Translating Global Ideas through Confucian Paradigms: Intellectual Exchange across Religious Paradigms and State Boundaries in China

AHA Session 70
Friday, January 5, 2018: 8:30 AM-10:00 AM
Calvert Room (Omni Shoreham, East Lobby)
Chair:
Minghui Hu, University of California, Santa Cruz
Comment:
The Audience

Session Abstract

This panel explores how Chinese thinkers—scholars, politicians, and religious practitioners—translated and appropriated concepts and discourses across state, religious, and paradigmatic boundaries using Confucian and indigenous methodologies and categories of thought. We probe the effects of these processes of cross-cultural exchange and how they have shaped identities and the intellectual frameworks underpinning society and the state in China. With temporal scopes ranging from the seventeenth to twentieth centuries, these papers collectively revise historical understandings of the global circulation of identities and ideas in China by emphasizing the dynamism of local intellectual frameworks when engaging novel or foreign problematics and the creative meanings and imaginaries produced through these interactions. The results of these translations and establishing of equivalences, as indicated by our panelists, have not only served to define the identities and ethical-religious practices of pre-modern communities, but also the contours of modern concepts such as the religious-secular divide and the nature of the nation-state itself.

Manning Chan analyzes a seventeenth century Catholic-Confucian scholar’s intervention in the Chinese Rites Controversy and his use of the concept of xiao/filial piety to assert the commensurability of Catholic theology and Chinese socio-ethical practices. This intervention helped fuse Catholic and Chinese identities for the remainder of the imperial period. Yiming Shen discusses the Islamic jingxue school in the Ming and Qing, demonstrating its usage of classical Chinese philosophical terms to translate Islamic scriptures, thus producing a unique Chinese Muslim identity. Joshua Sooter’s paper concerns the philosophical translation of the modern concept of religion into late Qing China as mediated through the methodologies, concerns, and historiographies of Confucian evidentiary scholarship. Finally, Yue Du scrutinizes the nationalist cult of Sun Yat-sen as a foreign-inspired civil religion of the nation-state that, influenced by images of George Washington and Vladimir Lenin, produced a pater patriae discourse around Sun that was integrated with the longer-standing social expectation of filial obedience to ruling powers.

This panel will seek to foster open discussion among its members and the audience on the benefits of, and methods for conducting, research approaches that are sensitive to histories of ideas crossing state borders and perceived sociocultural, religious, and ethnic boundaries.

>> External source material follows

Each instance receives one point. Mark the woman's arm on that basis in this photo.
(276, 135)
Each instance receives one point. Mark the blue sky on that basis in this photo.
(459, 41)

Accordingly, the papers will not merely be read, but rather briefly summarized by the presenters with special emphasis on the theoretical structures and methodologies employed. This panel will not merely speak to and with scholars of China, but to those interested in using methodologies with global lenses to illuminate regional and national histories. Specifically, we will explore how processes of exchange and identity formation are linked to global forces and actors and how these processes have shown continuities and differed over time. As a site of intense global and cross-national trade, imperialist activity, religious and intellectual contact, and extreme social and political change over the last four centuries, this panel will highlight the history of China from a global perspective to address the broader theoretical and methodological concerns of this conference.